In the following, we illustrate the results obtained by this approach for a model describing the loosening of the extra-cellular matrix [51]. This is a crucial process in angiogenesis, the sprouting of new blood vessels as a reaction to signals that indicate the need for additional oxygen in certain tissues [51, 75]. Interfering with angiogenesis is considered a promising direction for fighting cancer tumors by cutting their blood supply. The soluble and membrane-associated matrix metalloproteinases are among the enzymes responsible for the proteolytic processes that occur in the extra-cellular matrix. In [51], a network of reactions involving the entities of interest was established, and then, from this network, a system of ordinary differential equations was derived using mass action kinetics. This differential equation system of 12 variables, used in our reachability analysis case study (see Table 3 of [31]), can be used to describe the proteolysis of collagen I by matrix metalloproteinases 2 (MMP2) and membrane type 1 matrix metalloproteinases (MT1-MMP) in the presence of the tissue inhibitor of metalloproteinases 2 (TIMP2). The model focuses on the degradation of collagen type 1 (represented by the variable c1) by two enzymes MT1-MMP and MMP2 (the concentrations of which are represented by the variables mt1 and m2). The latter has to be activated from its passive form M2P obtained by a chain of reactions involving TIMP2 (the concentration of which is represented by the variable t2) which also plays the role of an inhibitor for MT1-MMP, which leads to an overall complex system of interactions. The study in [51] experimentally observed a convergence of the variables, stating from a single initial state of concentrations, towards a nearly steady state (see Fig. 2-A in [51]). We computed reachable sets to verify this observation for a set of initial concentrations. Figure 4 shows the projection of the reachable set evolution on the three variables mt1, m2, and t2. The initial set is a small set around the origin (corresponding to the cube in the figure). We observe that the variables converge towards the dense part of the reachable set (drawn in cyan colour). This confirmed the observation of convergence in [51].

Fig. 4.
figure 4

Projection of the reachable set on the first three variables mt1, m2 and t2. The cube in this figure is the set of initial concentrations. We can observe that the variables converge towards the dense part of the reachable set (drawn in cyan colour), which confirmed the experimental observation of convergence in [51] (Color figure online).

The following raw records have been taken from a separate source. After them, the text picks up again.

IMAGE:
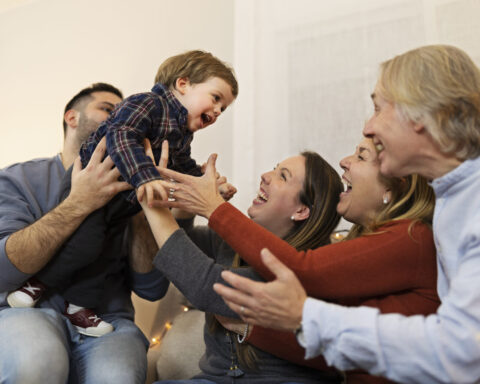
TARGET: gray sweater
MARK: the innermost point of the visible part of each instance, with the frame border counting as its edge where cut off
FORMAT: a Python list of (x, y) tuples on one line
[(193, 263), (28, 191)]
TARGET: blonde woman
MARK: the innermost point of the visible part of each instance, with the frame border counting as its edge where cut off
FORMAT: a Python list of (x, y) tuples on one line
[(388, 263)]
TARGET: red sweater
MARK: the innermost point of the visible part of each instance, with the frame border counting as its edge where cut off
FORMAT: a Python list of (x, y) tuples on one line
[(393, 270)]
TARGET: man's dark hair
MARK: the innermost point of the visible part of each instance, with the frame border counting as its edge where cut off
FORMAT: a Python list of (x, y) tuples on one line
[(85, 95)]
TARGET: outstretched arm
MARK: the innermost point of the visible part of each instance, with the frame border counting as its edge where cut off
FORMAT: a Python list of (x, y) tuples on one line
[(277, 304), (32, 247)]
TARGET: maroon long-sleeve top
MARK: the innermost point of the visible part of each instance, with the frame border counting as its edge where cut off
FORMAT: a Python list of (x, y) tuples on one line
[(393, 270)]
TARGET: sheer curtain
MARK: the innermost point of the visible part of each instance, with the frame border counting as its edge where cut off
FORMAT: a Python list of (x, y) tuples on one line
[(307, 69)]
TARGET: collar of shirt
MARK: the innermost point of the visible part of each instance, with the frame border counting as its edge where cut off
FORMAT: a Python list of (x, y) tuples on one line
[(442, 184), (177, 108)]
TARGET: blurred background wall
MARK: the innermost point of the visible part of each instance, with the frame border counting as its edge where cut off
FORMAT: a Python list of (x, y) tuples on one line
[(306, 69)]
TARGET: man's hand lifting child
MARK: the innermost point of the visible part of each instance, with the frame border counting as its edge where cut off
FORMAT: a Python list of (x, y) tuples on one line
[(155, 189)]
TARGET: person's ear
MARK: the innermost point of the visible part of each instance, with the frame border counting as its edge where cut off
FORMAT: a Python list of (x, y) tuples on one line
[(182, 84), (387, 196), (302, 213), (418, 127), (71, 118)]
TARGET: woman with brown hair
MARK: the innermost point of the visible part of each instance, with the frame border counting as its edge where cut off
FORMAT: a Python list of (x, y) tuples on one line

Oded once said humorously, “our computational methods are not fast enough [to fight cancer]”, referring to his ongoing Plan Cancer project (MoDyLAM - Dynamic modelling of iron-linked redox perturbations in Acute Myeloid Leukemia). His adventure in hybrid systems biology was not long, but he already paved a research path for us to follow.

4 Conclusion

This note was written in memoriam Oded Maler, who made groundbreaking contributions in the hybrid systems research. His creativity, courage, sharp mind and passion made him a role model to many of his colleagues. To celebrate Oded’s scientific legacy, nothing would be more cheerful than a listFootnote 1 of major hybrid verification tools which have been developed over the last two decades: Coho [43], CheckMate [28], HyperTech [47], MPT [56], HJB toolbox [64], ET Toolbox [55], KeYmaera [65], SpaceEx [38], Adriane [29], HySon [23], NLToolbox [72], Flow\(^{*}\) [27], CORA [2], dReach [53], C2E2 [37], AVERIST [67], HyReach [50], Sapo [36], HyLaa [18], and JuliaReach [22].